In 2010, the first full year running eRC’s system, Sprint took in 870,000 devices. That number bloomed to 4.1 million in 2012 and the system is now in 3,500 Sprint stores and authorized dealers. Four out of 10 in-store transactions include phone buyback, Beck said, and by the end of 2012, Sprint was collecting more than four devices for every 10 that it sold. The company aims to collect nine for every 10 it sells by 2017.

Beck said those figures primarily were made possible with the new recycling model and eRC’s IT system. And because retail store employees receive commissions on total sales, they have a high incentive to promote the program to customers. The more phones customers sell back to Sprint, the more credit they have to spend at the store and the higher the commission employees receive.

“Our retail representatives are some of our best ambassadors now,” Beck said.

While Sprint is one of eRC’s biggest customers, eRC works with nine other wireless companies and is in more than 15,000 locations in 10 countries.

ERC has helped complete more than 10 million trade-ins since its founding in 2009, and in May, the company hit a milestone of its own by facilitating 1.1 million phone trade-ins during a single month. That puts eRC well ahead of other phone buyback programs, such as Gazelle, which takes in phones by mail and collected its millionth device after five years. EcoATM, which operates take-back kiosks, brought in its millionth device after three years.

“They key to the milestone is a targeted, focused strategy,” said Kelly Carnago, eRC’s chief of carrier operations. “We really targeted where we think most of the transactions are taking place and where the opportunity is.”

ERC’s agreement with each of its customers varies.
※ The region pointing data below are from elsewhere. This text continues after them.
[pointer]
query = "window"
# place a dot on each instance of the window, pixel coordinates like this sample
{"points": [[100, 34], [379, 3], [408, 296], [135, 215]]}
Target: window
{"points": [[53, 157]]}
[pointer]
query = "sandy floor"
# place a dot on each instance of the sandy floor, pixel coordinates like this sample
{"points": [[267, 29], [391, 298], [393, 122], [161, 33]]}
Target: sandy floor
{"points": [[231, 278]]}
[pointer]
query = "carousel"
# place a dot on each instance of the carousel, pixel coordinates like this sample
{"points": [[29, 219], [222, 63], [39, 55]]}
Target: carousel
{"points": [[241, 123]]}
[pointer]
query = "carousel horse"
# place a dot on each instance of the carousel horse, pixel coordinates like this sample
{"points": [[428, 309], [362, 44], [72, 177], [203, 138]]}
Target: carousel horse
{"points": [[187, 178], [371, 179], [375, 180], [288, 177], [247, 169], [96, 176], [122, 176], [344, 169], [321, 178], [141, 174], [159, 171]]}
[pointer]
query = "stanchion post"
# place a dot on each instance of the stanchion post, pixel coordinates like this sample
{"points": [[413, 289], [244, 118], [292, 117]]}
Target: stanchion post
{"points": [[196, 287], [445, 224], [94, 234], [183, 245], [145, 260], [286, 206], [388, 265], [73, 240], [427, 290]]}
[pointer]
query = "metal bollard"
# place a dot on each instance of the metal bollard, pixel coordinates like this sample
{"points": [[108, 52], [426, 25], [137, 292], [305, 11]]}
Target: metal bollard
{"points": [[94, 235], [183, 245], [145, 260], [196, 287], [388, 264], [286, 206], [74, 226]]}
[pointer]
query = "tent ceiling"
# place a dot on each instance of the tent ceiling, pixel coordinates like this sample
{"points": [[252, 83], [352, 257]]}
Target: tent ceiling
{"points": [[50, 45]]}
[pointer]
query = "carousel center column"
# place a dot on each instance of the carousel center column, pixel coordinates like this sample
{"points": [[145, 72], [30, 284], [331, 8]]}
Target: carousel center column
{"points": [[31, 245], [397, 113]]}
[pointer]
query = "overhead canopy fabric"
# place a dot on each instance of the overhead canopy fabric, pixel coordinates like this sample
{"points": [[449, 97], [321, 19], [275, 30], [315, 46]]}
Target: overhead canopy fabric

Some, like Sprint, keep their own collected phones and send other phones, along with non-refurbishable phones, to eRC. Others just send everything they collect to eRC, which then sorts out the refurbishable phones from those at the end of their lives, which are shipped out to partners that remanufacture or recycle them. Carnago said about 95 percent of all phones collected are reused.

“Our focus,” she said, “is on making as many phone as possible resellable.”